Opt compiler: ARM64: Use ldp/stp on arm64 for slow paths.

It should be a bit faster than load/store single registers and reduce
the code size.

Change-Id: I67b8302adf6174b7bb728f7c2afd2c237e34ffde
diff --git a/compiler/optimizing/code_generator_arm64.cc b/compiler/optimizing/code_generator_arm64.cc
index 1c6debd..7e9cdac 100644
--- a/compiler/optimizing/code_generator_arm64.cc
+++ b/compiler/optimizing/code_generator_arm64.cc
@@ -64,6 +64,7 @@
 using helpers::WRegisterFrom;
 using helpers::XRegisterFrom;
 using helpers::ARM64EncodableConstantOrRegister;
+using helpers::ArtVixlRegCodeCoherentForRegSet;
 
 static constexpr size_t kHeapRefSize = sizeof(mirror::HeapReference<mirror::Object>);
 static constexpr int kCurrentMethodStackOffset = 0;
@@ -105,6 +106,88 @@
 #define __ down_cast<CodeGeneratorARM64*>(codegen)->GetVIXLAssembler()->
 #define QUICK_ENTRY_POINT(x) QUICK_ENTRYPOINT_OFFSET(kArm64WordSize, x).Int32Value()
 
+// Calculate memory accessing operand for save/restore live registers.

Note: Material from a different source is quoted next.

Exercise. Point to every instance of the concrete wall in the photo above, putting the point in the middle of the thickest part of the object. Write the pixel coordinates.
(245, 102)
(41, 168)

+static void SaveRestoreLiveRegistersHelper(CodeGenerator* codegen,
+                                           RegisterSet* register_set,
+                                           int64_t spill_offset,
+                                           bool is_save) {
+  DCHECK(ArtVixlRegCodeCoherentForRegSet(register_set->GetCoreRegisters(),
+                                         codegen->GetNumberOfCoreRegisters(),
+                                         register_set->GetFloatingPointRegisters(),
+                                         codegen->GetNumberOfFloatingPointRegisters()));
+
+  CPURegList core_list = CPURegList(CPURegister::kRegister, kXRegSize,
+      register_set->GetCoreRegisters() & (~callee_saved_core_registers.list()));
+  CPURegList fp_list = CPURegList(CPURegister::kFPRegister, kDRegSize,
+      register_set->GetFloatingPointRegisters() & (~callee_saved_fp_registers.list()));
+
+  MacroAssembler* masm = down_cast<CodeGeneratorARM64*>(codegen)->GetVIXLAssembler();
+  UseScratchRegisterScope temps(masm);
+
+  Register base = masm->StackPointer();
+  int64_t core_spill_size = core_list.TotalSizeInBytes();
+  int64_t fp_spill_size = fp_list.TotalSizeInBytes();
+  int64_t reg_size = kXRegSizeInBytes;
+  int64_t max_ls_pair_offset = spill_offset + core_spill_size + fp_spill_size - 2 * reg_size;
+  uint32_t ls_access_size = WhichPowerOf2(reg_size);
+  if (((core_list.Count() > 1) || (fp_list.Count() > 1)) &&
+      !masm->IsImmLSPair(max_ls_pair_offset, ls_access_size)) {
+    // If the offset does not fit in the instruction's immediate field, use an alternate register
+    // to compute the base address(float point registers spill base address).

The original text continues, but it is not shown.